This graduation marks both an end and a beginning. It marks the conclusion of your time in this program and the start of your post-MFA writing life—the “afterlife,” as I’ve heard Deb call it. While this new phase won’t come with reading lists and packet deadlines and green sheets, you are not undertaking this journey in solitude. The community you have cultivated here—from your former supervisors to your peers to the artistic lineages this program connects us all too—will journey alongside you. To that end, I encourage you to nurture the relationships that have been meaningful during your time in the program. Aristotle described friendship as “A single soul dwelling in two bodies.” Remember those who have evoked that feeling of shared spirit. Write letters! Send Texts! Make phone calls! Nourish the seeds of deep friendship that have been planted during your time in the program, so that you may offer each other sustenance on the road ahead.
As a few of you already know, boxing is, in addition to literature, one of the great loves of my life. And so, with that road ahead in mind, I would like to now share with you a little story about what happened when I sparred for the very first time.

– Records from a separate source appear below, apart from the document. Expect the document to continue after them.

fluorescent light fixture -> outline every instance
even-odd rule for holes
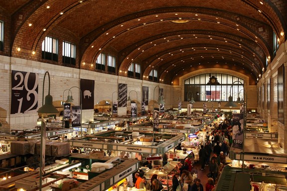
[[[73,168],[74,168],[78,167],[81,166],[81,165],[82,165],[82,163],[77,163],[77,164],[74,164],[74,165],[70,166],[69,166],[69,167],[67,167],[67,168],[65,168],[63,169],[62,169],[62,170],[60,170],[60,171],[61,171],[61,172],[67,171],[68,171],[68,170],[70,170],[70,169],[73,169]]]

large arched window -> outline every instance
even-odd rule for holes
[[[184,81],[184,101],[193,97],[195,101],[228,101],[244,97],[244,81],[224,74],[209,73],[196,76]]]

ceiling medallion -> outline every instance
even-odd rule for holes
[[[189,21],[190,21],[190,20],[181,20],[181,19],[172,20],[171,21],[171,22],[177,24],[187,23]]]

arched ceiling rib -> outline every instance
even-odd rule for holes
[[[14,1],[0,0],[14,23],[12,56],[41,60],[31,52],[40,52],[45,36],[62,39],[66,31],[78,46],[78,67],[94,70],[82,64],[110,53],[117,58],[117,75],[126,75],[118,72],[137,61],[143,76],[153,67],[167,84],[194,70],[220,67],[241,71],[255,84],[266,57],[273,58],[273,31],[280,43],[287,32],[284,0]]]

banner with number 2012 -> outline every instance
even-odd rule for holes
[[[38,74],[12,71],[10,114],[34,112],[38,107]]]

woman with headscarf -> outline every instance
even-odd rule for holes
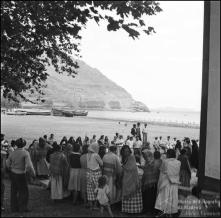
[[[192,154],[190,156],[191,166],[195,169],[199,167],[199,148],[196,140],[192,140]]]
[[[160,165],[157,161],[155,162],[154,155],[151,151],[145,150],[142,154],[145,159],[145,165],[143,167],[144,174],[142,177],[143,212],[154,212]]]
[[[98,186],[98,179],[101,176],[101,167],[103,166],[98,150],[98,144],[93,143],[89,146],[87,153],[87,199],[91,209],[96,207],[95,189]]]
[[[73,146],[73,152],[69,154],[69,165],[70,165],[70,176],[68,183],[68,190],[72,191],[73,204],[77,204],[78,196],[80,193],[80,145],[76,144]]]
[[[54,144],[54,153],[50,155],[51,199],[61,200],[68,197],[68,161],[61,146]]]
[[[39,143],[34,148],[34,160],[36,161],[36,174],[39,178],[47,179],[49,176],[49,165],[46,160],[49,145],[43,138],[39,138]]]
[[[141,213],[143,201],[136,160],[128,145],[121,149],[122,154],[122,212]]]
[[[110,146],[109,152],[103,157],[103,175],[107,177],[107,183],[110,188],[110,204],[121,200],[121,178],[122,168],[119,157],[117,156],[117,146]]]
[[[178,213],[178,184],[180,161],[176,159],[173,149],[167,150],[167,158],[160,167],[160,177],[157,184],[157,199],[155,208],[166,215]]]
[[[80,157],[80,163],[81,163],[80,190],[81,190],[81,198],[83,199],[85,206],[87,204],[87,153],[88,153],[88,145],[83,145]]]
[[[182,186],[190,187],[191,168],[186,150],[182,149],[178,160],[181,162],[180,166],[180,182]]]

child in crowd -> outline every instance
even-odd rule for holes
[[[107,185],[107,177],[101,176],[98,180],[98,187],[95,189],[97,194],[97,200],[101,207],[101,215],[103,215],[104,208],[108,210],[110,217],[113,217],[113,213],[110,206],[110,189]]]

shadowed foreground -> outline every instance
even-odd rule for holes
[[[10,181],[5,180],[5,211],[1,217],[101,217],[100,211],[93,211],[83,205],[72,205],[72,200],[67,199],[54,203],[50,199],[50,191],[41,186],[29,185],[29,208],[28,213],[11,213],[10,210]],[[112,207],[115,217],[147,217],[147,214],[127,215],[120,212],[120,206]],[[108,217],[107,211],[102,217]],[[151,214],[149,215],[151,217]]]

I had been training for some months when I joined a weekly sparring group at my gym, and I had big ideas about all the moves I was going to make once I was in the ring. I would whip out all the tricks I had learned from footwork drills. I would throw all the combos I had practiced on the heavy bag. I would slip and roll, bob and weave. In reality it was all I could do to not get hopelessly trapped on the ropes and to keep my hands up. After one round, I was gasping for breath and both my arms felt like they had been set on fire. It seemed I had forgotten everything I had learned during my training, and, to add insult to injury, apparently I wasn’t in as good a shape as I’d thought I was in, either.
At the end, I was not hurt; I was only exhausted, discouraged, and ashamed.
“How can I get better?” I asked my coach after. “What should I work on?”
He said, “Come back next week.”
Later, it would occur to me that come back next week was perhaps some of the most useful instruction I had ever received as a writer, even if it was not offered in that context. But this is how books get written after all, this is how a life in the arts takes shape—by coming back next week, again and again, until the work is done. And then, when the work is done, we begin anew. Last year, I embarked on a new novel and when I inevitably hit that first stretch of feeling exhausted, discouraged, and ashamed by my lack of progress, I taped come back next week above my desk and, like a little lighthouse, that one sentence continued to guide me.
For me, come back next week has come to mean something more than a physical return to the page; it also speaks to the project of holding within the self a kind of rigorous openness; curiosity; and courage. It means that we keep showing up for our current and future projects with a wiliness to listen to whatever it is they are trying to tell us; we keep showing up for starting over; we keep showing up for ourselves as human beings; we keep showing up for our communities; we keep showing up for honesty in all its forms; we keep showing up for all that we still have left to learn; we keep showing up for the gaps in understanding and accomplishment that we can close gradually, with labor and with time and with greater alertness, and also for the gaps that will remain forever open.
Your time in this program has already taught you how to come back next week. Now you need only continue. Your Warren Wilson family is cheering for you, today and always. We can’t wait to see what you create.
Thank you, graduates, and congratulations.